Concurrently, the internet has offered an explosion of text documents leading to a strongly-felt need to recognize similar passages of text for the purposes of detecting plagiarism in academic environments, establishing provenance, and reducing duplication. The most successful approaches to bulk detection of document similarity have also been based on converting document samples to token streams, with those tokens representing words or characters in the documents.
In some examples, each sample is converted to a token stream, from which n-grams are extracted to form a signature of the sample. A library of references is formed by recording the signatures of reference samples, together with identifying information. To examine a test sample, its signature is constructed in a parallel manner, and the signature is compared to those in the library. References whose signatures are sufficiently similar to the signature of the test sample are reported as similar.

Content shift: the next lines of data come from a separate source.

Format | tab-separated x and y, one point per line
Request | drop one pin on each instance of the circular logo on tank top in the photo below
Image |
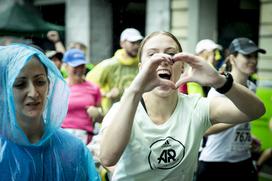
166	153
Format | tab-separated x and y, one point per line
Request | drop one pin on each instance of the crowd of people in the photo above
150	112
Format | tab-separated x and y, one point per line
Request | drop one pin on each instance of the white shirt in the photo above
164	152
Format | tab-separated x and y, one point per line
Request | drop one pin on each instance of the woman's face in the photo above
162	43
30	90
245	64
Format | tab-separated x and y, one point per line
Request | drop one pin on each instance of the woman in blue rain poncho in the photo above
33	103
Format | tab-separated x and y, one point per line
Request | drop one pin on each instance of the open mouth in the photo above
33	104
164	74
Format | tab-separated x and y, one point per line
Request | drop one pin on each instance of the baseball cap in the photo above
206	44
131	34
244	46
52	53
74	57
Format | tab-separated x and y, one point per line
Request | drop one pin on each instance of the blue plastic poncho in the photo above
58	155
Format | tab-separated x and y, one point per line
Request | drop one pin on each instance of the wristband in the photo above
227	86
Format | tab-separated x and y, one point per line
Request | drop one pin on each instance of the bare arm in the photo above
217	128
119	130
241	105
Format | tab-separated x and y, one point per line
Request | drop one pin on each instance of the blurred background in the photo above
98	24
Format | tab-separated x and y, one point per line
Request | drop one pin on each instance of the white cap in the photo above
131	34
206	44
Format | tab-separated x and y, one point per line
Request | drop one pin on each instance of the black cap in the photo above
244	46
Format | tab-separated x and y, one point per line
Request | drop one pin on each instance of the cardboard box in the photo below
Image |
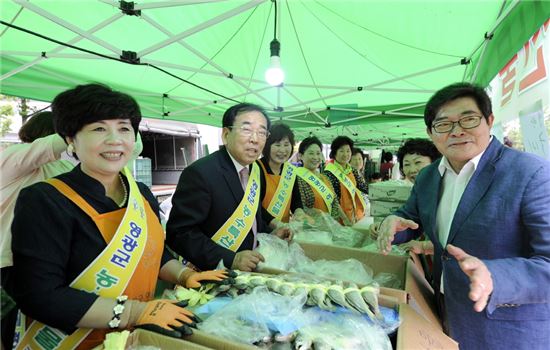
381	208
420	328
197	341
395	264
141	337
390	191
415	332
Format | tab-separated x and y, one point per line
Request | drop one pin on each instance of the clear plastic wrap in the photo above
370	245
316	226
279	254
251	318
274	250
388	280
350	270
341	331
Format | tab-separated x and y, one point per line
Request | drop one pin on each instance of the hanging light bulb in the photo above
274	75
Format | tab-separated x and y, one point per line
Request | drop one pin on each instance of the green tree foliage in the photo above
6	112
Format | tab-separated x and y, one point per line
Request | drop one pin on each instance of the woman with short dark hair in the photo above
346	181
278	189
314	188
88	246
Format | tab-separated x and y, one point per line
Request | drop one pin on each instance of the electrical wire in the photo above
385	37
356	51
221	48
115	59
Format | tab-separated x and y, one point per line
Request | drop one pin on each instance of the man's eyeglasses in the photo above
465	123
248	132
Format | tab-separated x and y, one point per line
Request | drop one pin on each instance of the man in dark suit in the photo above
486	209
211	191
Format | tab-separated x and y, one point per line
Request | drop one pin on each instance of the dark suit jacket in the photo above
502	218
208	192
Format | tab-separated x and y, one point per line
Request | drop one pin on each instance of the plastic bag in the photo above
388	280
342	330
316	226
274	250
373	247
250	318
350	270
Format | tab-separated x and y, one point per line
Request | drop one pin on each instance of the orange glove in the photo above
167	317
212	276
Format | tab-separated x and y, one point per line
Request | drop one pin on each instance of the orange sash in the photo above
271	183
143	282
347	203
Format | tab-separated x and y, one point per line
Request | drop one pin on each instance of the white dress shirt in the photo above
239	167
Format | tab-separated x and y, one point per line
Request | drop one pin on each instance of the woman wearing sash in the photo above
345	180
87	245
279	193
314	188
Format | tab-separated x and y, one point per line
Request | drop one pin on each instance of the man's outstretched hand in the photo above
481	282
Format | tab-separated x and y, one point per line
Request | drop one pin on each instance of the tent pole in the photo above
413	75
480	60
201	56
199	27
349	91
21	68
314	112
489	34
173	3
68	26
222	100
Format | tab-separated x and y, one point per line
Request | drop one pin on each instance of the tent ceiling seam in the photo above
303	54
61	22
198	28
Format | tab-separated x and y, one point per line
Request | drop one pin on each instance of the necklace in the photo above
125	191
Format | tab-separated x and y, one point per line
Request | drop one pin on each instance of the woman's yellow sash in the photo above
350	187
318	185
283	193
107	276
233	232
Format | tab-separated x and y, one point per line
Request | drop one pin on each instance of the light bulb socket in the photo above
275	47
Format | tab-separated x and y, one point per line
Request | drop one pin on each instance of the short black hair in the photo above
375	176
277	132
86	104
355	151
39	125
307	142
387	156
421	147
452	92
337	143
232	112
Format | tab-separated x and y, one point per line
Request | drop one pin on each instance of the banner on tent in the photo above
524	79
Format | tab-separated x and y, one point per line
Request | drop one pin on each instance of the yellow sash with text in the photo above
318	185
107	276
283	193
345	180
233	232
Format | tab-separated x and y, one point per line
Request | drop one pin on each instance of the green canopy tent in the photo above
360	68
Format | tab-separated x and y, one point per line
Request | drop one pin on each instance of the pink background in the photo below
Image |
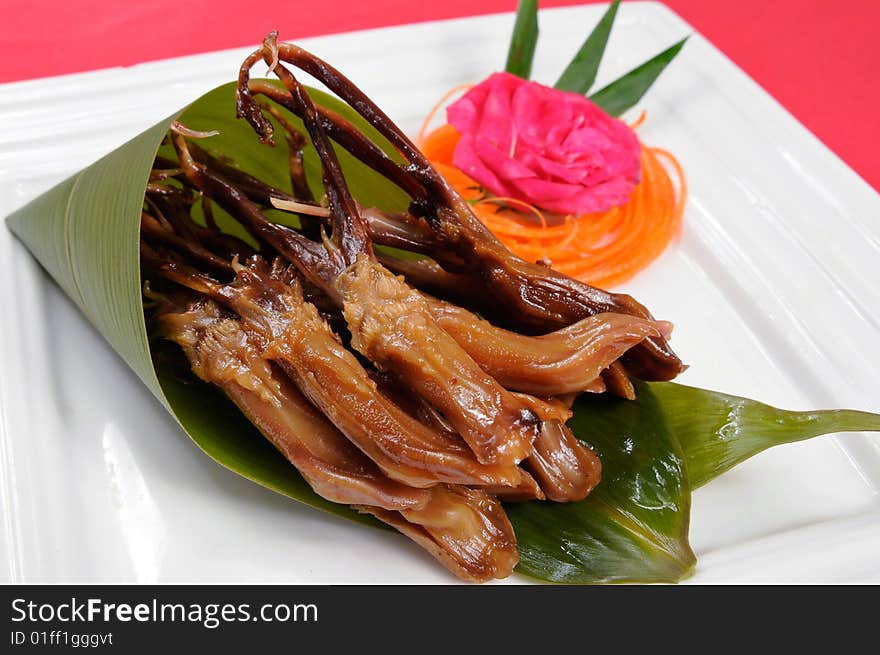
817	57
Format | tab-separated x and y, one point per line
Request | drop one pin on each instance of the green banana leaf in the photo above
580	74
85	233
718	431
633	527
626	91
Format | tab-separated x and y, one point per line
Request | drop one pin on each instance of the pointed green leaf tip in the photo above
717	431
525	37
626	91
580	74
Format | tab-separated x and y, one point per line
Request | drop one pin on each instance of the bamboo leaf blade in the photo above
580	74
633	527
626	91
524	39
717	431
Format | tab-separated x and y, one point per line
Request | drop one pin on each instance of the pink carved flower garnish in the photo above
550	148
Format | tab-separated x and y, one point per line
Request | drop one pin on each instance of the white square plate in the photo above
773	288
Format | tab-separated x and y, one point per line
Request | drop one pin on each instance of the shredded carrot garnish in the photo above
605	248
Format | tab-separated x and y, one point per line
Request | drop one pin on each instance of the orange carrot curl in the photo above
603	249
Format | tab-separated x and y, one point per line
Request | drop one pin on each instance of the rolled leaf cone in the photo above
85	234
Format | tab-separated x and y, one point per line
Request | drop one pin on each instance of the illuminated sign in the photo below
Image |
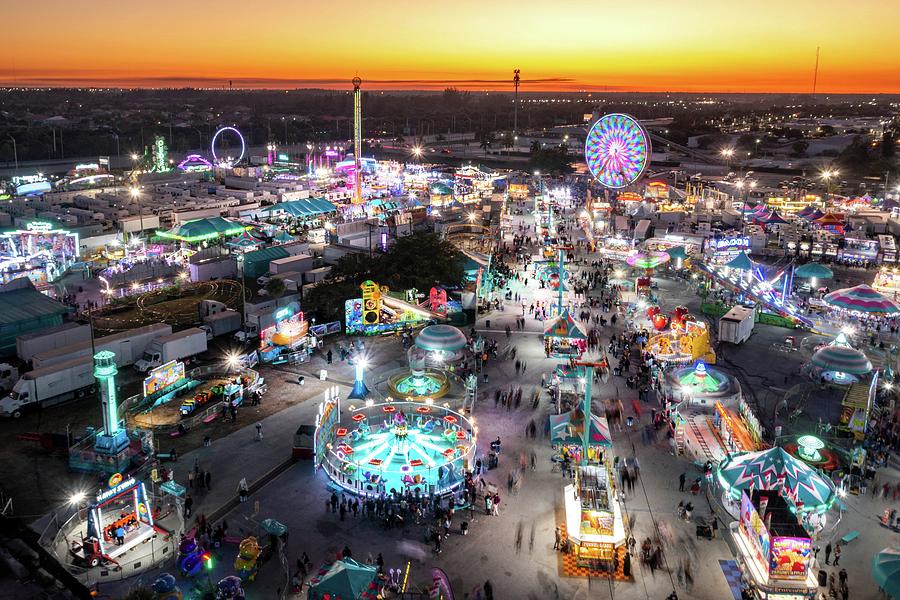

An n-gram is an n-long sequence of consecutive tokens drawn from a stream of tokens. Representing a token stream by its constituent n-grams makes a uniform basis of comparison of token streams, provides tolerance of small differences between token streams, and offers rapid computation. One can also easily represent n-grams by their numeric hash values, thereby saving space and providing a numeric index or key into tables for recording and look-up purposes. Accordingly, one can construct signatures of token streams using n-gram hash values, rather than using n-grams directly.
Despite the strongly-felt needs and considerable work in this area, conventional methods generally do not offer methods that achieve a processing speed and library capacity that can address the anticipated need for rapid bulk processing of input samples against a voluminous library of references.
Accordingly, it may be desirable to continue to develop improved and/or more efficient mechanisms by which protection against malware may be provided. Moreover, in some cases, the detection of related code variants in binaries outside the context of malware detection may also be useful.